Although the entire exhibit was magical, I was most fixated on the automat. I’ve had this postcard of an automat on 8th avenue photographed in 1938 in my possession for as long as I can remember. The automat was brought to New York in 1912 and lived on for many years after, up until 1991, when the last surviving automat closed its doors. Still, the magic has always thrived in my imagination. Although sometimes the dishes in automats were as simple as macaroni and cheese, my mom has always described the automat to me as food jewels on display behind glass windows- available for just a few cents. In the Lunch Hour NYC exhibit, they even built a replica of an automat and filled the windows with exact recipes of dishes that would have filled a real 1900s automat. As I pulled out one of the cards for pumpkin pie, an older gentlemen said to me: “people used to think that there were robots at work behind the windows. Few knew that there was a whole OZ-like kitchen behind the wall. Once in awhile you’d get a slice of pie and be met with a face of someone from the kitchen and it would be this big surprise.”  Interestingly, I later learned in the exhibit that the mystery of the kitchen was often left this way to keep up the face of the company (automats often hired women and minorities to work behind the wall and wanted to keep them hidden).

There is just so much  to say about the exhibit, which is why you must see it for yourself. And while you will absolutely learn a lot about the history of New York through food, (for example, did you know that “white bread” initially became popular because it was a way to visually detect mold?) more importantly, you will get to be alongside many people who actually lived through the history.   
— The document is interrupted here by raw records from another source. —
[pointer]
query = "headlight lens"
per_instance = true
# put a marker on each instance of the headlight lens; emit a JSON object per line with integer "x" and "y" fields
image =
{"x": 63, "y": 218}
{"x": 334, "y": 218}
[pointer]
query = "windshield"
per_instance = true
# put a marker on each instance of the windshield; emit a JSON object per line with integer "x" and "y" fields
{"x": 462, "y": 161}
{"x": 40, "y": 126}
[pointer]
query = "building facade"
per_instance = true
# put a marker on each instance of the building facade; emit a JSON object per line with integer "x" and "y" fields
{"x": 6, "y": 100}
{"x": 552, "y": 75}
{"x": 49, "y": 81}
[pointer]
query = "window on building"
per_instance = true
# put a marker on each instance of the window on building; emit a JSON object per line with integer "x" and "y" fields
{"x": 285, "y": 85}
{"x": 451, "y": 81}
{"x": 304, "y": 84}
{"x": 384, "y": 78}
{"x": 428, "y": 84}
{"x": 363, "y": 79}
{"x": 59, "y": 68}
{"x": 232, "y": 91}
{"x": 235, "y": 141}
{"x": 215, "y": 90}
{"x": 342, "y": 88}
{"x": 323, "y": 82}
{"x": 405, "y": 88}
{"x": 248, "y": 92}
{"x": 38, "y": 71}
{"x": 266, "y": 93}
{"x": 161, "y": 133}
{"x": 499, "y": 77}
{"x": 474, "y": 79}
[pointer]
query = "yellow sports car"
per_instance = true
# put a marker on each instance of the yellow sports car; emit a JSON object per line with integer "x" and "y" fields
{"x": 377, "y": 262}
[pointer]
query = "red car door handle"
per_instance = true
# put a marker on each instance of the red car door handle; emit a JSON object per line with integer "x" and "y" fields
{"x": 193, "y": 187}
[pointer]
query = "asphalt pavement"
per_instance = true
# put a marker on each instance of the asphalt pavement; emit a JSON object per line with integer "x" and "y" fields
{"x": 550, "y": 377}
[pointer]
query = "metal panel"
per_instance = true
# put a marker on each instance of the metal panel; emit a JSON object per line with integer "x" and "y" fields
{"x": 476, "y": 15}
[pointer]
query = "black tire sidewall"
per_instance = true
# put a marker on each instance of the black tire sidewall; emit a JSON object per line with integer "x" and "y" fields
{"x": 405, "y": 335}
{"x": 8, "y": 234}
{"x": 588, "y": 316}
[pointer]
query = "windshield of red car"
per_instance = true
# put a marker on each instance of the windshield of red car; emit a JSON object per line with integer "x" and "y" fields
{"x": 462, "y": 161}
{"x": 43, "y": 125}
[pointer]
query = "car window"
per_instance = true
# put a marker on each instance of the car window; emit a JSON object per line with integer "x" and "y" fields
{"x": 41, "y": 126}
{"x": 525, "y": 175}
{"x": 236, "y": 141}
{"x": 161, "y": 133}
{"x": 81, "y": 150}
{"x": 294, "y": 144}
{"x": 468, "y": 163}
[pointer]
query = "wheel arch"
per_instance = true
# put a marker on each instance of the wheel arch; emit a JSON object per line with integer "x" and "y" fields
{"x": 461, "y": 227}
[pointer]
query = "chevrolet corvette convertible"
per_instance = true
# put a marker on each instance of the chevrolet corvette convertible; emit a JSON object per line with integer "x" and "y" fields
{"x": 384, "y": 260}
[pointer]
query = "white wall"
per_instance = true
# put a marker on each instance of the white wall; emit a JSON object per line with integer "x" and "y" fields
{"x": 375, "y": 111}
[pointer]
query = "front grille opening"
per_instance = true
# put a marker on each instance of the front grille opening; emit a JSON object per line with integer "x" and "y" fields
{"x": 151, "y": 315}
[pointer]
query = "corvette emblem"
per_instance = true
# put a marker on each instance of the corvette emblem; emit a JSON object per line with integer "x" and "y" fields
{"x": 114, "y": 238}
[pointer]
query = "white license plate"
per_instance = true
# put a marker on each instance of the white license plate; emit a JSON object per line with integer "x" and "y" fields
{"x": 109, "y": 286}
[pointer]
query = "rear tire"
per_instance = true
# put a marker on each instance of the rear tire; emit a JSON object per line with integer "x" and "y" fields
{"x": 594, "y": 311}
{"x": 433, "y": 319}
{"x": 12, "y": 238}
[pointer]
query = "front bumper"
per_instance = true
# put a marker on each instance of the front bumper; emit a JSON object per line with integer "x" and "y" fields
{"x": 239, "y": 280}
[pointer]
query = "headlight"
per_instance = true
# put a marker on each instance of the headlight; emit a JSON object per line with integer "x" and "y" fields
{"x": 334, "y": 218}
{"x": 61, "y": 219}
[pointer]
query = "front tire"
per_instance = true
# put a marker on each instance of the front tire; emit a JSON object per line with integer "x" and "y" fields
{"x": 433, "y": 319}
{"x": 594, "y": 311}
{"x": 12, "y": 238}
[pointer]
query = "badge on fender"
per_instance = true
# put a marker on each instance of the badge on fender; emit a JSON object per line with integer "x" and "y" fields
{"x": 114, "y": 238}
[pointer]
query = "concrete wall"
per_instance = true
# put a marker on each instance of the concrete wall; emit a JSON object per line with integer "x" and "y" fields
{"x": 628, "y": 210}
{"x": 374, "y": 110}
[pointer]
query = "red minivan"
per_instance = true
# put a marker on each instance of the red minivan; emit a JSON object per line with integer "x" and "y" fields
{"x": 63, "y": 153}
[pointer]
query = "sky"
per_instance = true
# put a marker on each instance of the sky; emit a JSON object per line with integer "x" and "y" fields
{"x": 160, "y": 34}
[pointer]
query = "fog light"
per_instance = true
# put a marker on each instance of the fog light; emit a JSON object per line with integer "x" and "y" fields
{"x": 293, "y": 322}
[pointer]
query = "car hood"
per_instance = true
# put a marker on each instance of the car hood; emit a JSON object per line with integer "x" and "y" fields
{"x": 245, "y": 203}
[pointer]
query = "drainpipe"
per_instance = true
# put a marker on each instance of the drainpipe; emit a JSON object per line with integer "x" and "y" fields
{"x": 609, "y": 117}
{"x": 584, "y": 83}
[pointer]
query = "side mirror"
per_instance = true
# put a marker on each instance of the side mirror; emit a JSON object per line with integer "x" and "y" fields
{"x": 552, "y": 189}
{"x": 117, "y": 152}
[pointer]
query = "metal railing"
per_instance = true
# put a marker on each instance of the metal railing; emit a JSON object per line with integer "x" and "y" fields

The exhibit concludes with this photo series, taken all on April 22nd 2012, within the same time frame, across the five boroughs, of people having lunch at everywhere from Golden Krust to Bryant Park in New York. It’s such an interesting way to bring the exhibit full circle.  

Free advice: hangout with your grandparents more. They, like the women I encountered on the bus, have great advice and their sagacity will rub off on you. If you don’t have grandparents, I promise you, just hangout at Lunch Hour NYC; there are plenty of cool elderly people waiting to talk to you. The exhibit closes February 17, 2013. I’m getting hungry just thinking about it.